A girl riding a bicycle with a speed of $5m{s}^{-1}$ towards north direction, observes rain falling vertically down. If she increases her speed to $10m{s}^{-1}$, rain appears to meet her at $45^{°}$ to the vertical. What is the speed of the rain?

• A. $5\sqrt{2}m{s}^{-1}$
• B. $5m{s}^{-1}$
• C. $10\sqrt{2}m{s}^{-1}$
• D. $10m{s}^{-1}$

Answer 1

Answer: (A)

Assume north to be $\hat{i}$ direction and vertically upwards to be $\hat{j}$ direction.

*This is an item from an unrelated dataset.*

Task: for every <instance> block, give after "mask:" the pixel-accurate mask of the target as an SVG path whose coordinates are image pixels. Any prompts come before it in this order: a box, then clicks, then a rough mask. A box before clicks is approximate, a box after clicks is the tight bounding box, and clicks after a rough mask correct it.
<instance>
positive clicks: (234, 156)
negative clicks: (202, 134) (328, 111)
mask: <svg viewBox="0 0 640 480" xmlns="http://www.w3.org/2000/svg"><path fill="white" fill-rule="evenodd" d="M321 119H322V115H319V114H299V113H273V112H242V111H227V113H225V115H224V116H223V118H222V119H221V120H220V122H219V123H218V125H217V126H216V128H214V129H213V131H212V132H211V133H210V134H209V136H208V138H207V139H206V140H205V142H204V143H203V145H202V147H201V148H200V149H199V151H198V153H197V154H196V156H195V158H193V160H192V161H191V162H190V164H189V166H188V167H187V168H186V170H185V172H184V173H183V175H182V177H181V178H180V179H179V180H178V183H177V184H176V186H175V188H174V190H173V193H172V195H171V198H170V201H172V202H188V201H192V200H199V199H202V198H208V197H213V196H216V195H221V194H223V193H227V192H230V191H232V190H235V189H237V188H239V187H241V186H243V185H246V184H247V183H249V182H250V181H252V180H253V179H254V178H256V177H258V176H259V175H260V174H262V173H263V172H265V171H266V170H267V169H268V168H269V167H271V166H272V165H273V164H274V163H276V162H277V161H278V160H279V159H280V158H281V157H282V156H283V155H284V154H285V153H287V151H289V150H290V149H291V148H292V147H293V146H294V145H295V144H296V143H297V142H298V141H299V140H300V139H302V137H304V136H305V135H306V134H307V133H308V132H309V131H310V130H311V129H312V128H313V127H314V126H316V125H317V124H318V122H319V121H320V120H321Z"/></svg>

Let the velocity of rain be $\overrightarrow{v_r}=a\hat{i}+b\hat{j}$
In the first case, ${\vec{v}}_g=$ velocity of girl $=5\hat{i}$
$\therefore {\vec{v}}_{rg}=\overrightarrow{v_r}-{\vec{v}}_g$
$=\left(a\hat{i}+b\hat{i}\right)-5\hat{i}$
$=\left(a-5\right)\hat{i}+b\hat{j}$
Since rain appears to fall vertically downwards,
$\therefore a-5=0$ or
$a=5$
In the second case,
${\vec{v}}_g=10\hat{i}$
$\therefore {\vec{v}}_{rg}={\vec{v}}_r-10\hat{i}$
$=\left(a\hat{i}+b\hat{j}\right)-10\hat{i}$
$=\left(a-10\right)\hat{i}+b\hat{j}$
$=-5\hat{i}+b\hat{j}$
Since rain appears to fall at $45^{°}$ with the vertical,
$\therefore a=b=-5$
$\therefore$ The velocity of the rain is
${\vec{v}}_r=5\hat{i}-5\hat{j}$
Speed of the rain is
$\left|{\vec{v}}_r\right|=\sqrt{{\left(5\right)}^2+{\left(-5\right)}^2}$
$=5\sqrt{2}m{s}^{-1}$